Come scrive invece Ultimo Uomo, «Nel rapporto di Legambiente “Clean Cities – Non è un paese per bici” si legge che “il nostro è il paese europeo dove si registra – ormai da un decennio – la maggiore densità di autoveicoli per 100 abitanti. Nel 2020 erano 67, e in costante crescita da diversi anni”». Anche questo è un fattore che in qualche modo si collega al fenomeno. Più auto in giro si traducono in meno spazio e più pericoli per le bici, oltre che maggiori emissioni di CO2.
Le soluzioni possibili sono tante e le proposte non mancano. Per applicarle però serve, innanzitutto, la volontà politica di promuovere un cambiamento culturale che ci porti a diventare una società meno auto-centrica, in cui i pedoni e le biciclette si riprendano il giusto spazio sulle strade, invece di essere ghettizzati in marciapiedi e piste o corsie ciclabili spesso inadeguati e talvolta pericolosi.

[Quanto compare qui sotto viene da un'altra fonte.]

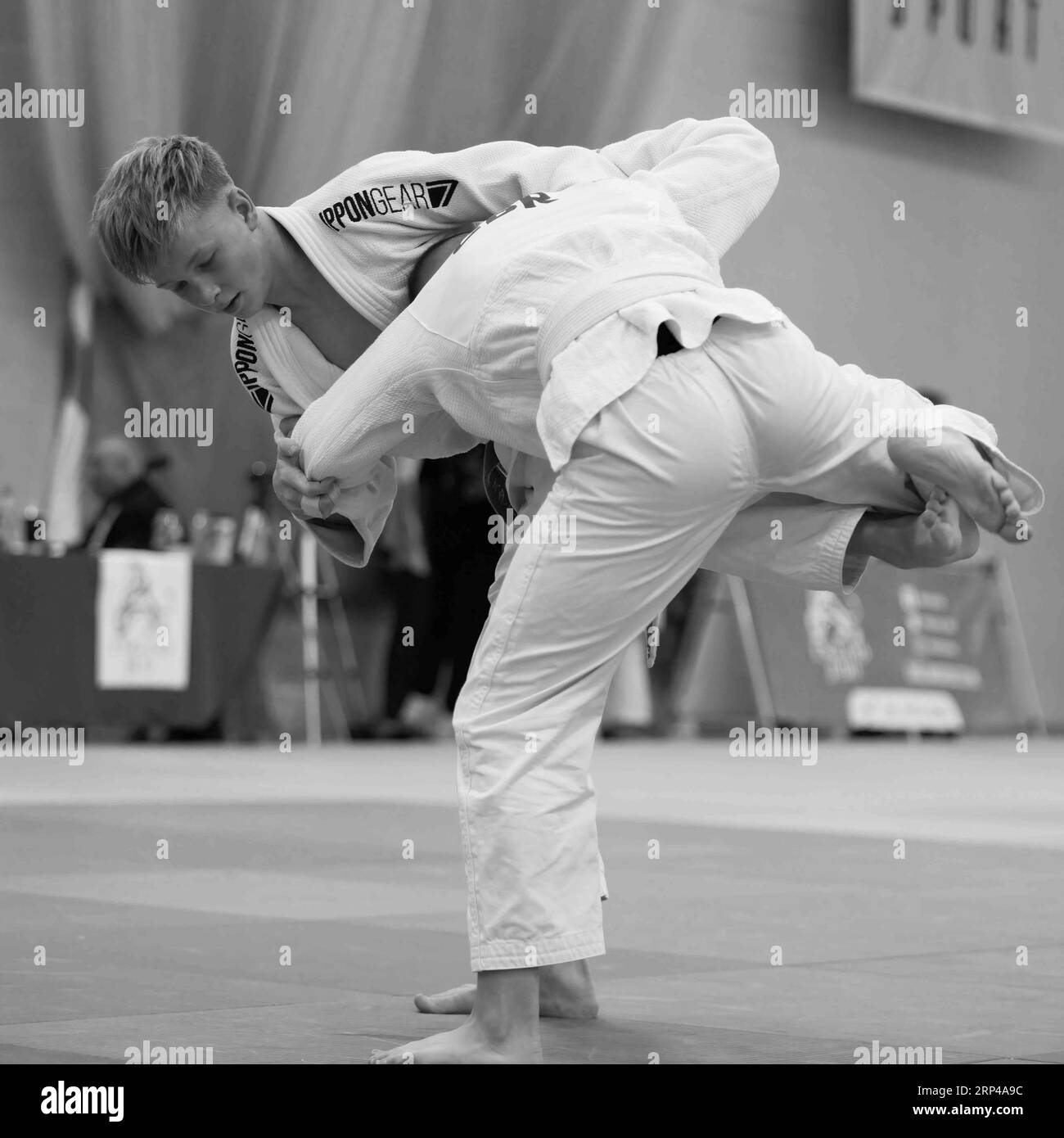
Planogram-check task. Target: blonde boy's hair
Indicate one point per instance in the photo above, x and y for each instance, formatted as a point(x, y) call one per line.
point(181, 171)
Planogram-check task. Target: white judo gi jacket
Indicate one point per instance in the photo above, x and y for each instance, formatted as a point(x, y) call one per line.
point(366, 230)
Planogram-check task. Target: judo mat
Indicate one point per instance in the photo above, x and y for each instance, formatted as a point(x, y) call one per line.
point(760, 912)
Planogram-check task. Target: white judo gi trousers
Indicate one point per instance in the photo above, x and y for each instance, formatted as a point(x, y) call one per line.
point(651, 484)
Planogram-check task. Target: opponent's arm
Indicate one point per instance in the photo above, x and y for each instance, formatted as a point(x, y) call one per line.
point(350, 434)
point(735, 163)
point(719, 173)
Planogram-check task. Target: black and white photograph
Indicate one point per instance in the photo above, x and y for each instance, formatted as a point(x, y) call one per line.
point(530, 534)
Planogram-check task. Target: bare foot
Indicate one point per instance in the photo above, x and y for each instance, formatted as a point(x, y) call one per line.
point(566, 992)
point(945, 534)
point(470, 1044)
point(958, 466)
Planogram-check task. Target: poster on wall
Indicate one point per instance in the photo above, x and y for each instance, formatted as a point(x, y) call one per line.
point(923, 650)
point(994, 64)
point(143, 612)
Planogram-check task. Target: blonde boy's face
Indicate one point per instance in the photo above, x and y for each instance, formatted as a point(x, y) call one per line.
point(218, 262)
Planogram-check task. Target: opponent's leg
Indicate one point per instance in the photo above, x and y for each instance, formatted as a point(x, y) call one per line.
point(836, 432)
point(956, 464)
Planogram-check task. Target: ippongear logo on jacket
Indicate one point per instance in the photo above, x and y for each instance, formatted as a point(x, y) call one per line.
point(388, 199)
point(245, 358)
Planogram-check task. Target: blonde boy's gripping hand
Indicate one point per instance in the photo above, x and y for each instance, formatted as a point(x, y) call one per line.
point(306, 499)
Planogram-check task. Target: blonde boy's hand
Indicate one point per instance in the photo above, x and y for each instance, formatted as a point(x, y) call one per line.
point(308, 499)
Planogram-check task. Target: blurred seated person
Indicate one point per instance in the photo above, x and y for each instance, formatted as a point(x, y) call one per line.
point(115, 472)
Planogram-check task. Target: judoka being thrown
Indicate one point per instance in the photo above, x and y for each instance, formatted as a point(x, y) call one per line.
point(653, 455)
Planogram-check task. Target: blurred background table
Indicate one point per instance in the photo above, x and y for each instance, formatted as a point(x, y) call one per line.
point(48, 645)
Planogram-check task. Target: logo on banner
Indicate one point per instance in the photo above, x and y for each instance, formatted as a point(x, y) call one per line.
point(834, 627)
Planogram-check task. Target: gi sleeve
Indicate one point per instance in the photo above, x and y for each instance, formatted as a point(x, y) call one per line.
point(350, 431)
point(719, 173)
point(791, 540)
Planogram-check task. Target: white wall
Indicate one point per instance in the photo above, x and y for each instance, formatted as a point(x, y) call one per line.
point(31, 274)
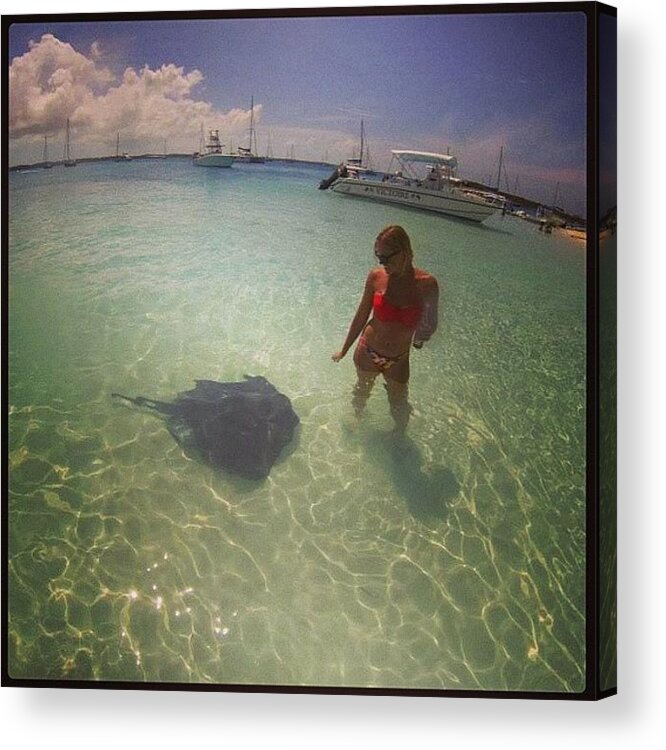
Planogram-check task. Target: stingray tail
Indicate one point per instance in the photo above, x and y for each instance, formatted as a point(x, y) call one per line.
point(142, 401)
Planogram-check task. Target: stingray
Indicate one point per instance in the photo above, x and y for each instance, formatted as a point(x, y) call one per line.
point(241, 427)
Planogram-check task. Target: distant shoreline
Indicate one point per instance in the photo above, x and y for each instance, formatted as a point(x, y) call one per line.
point(145, 157)
point(516, 200)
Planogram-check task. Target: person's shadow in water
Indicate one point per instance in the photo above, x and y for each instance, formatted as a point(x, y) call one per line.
point(428, 490)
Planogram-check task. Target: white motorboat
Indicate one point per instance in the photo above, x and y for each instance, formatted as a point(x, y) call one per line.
point(437, 190)
point(213, 156)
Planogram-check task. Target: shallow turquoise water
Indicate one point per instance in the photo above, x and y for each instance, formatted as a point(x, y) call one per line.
point(454, 559)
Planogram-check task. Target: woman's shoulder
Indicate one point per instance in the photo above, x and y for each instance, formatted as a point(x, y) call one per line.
point(376, 279)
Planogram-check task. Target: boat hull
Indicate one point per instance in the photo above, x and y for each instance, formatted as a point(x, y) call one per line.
point(448, 202)
point(214, 160)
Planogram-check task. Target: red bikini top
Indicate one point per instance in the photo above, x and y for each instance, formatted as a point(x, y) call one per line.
point(388, 313)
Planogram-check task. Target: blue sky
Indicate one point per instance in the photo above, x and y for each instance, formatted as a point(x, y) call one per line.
point(470, 82)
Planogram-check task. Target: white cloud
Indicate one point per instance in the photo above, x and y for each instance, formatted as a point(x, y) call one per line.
point(53, 81)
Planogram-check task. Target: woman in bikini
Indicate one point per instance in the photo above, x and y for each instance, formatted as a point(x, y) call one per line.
point(403, 301)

Rispetto alla volontà politica, diverse città hanno stanziato fondi consistenti – anche grazie al PNRR – per promuovere la mobilità ciclabile, come sempre in maniera diseguale nel paese. A livello centrale, però, i messaggi che arrivano sono contraddittori: «Nel 2019 – scrive il Post – il secondo governo guidato da Giuseppe Conte aveva stanziato un fondo da 47 milioni di euro all’anno per tre anni, dal 2022 al 2024, per la costruzione di nuove piste ciclabili, la realizzazione di zone con un limite di velocità di 30 km/h e altre infrastrutture per le biciclette. I 47 milioni del 2022 sono stati regolarmente erogati, ma il resto dei fondi è stato azzerato dal ministero delle Infrastrutture con una nota alla legge di bilancio presentata dal governo Meloni: il ministero non ha ancora chiarito per quali ragioni e se abbia in ponte altri progetti».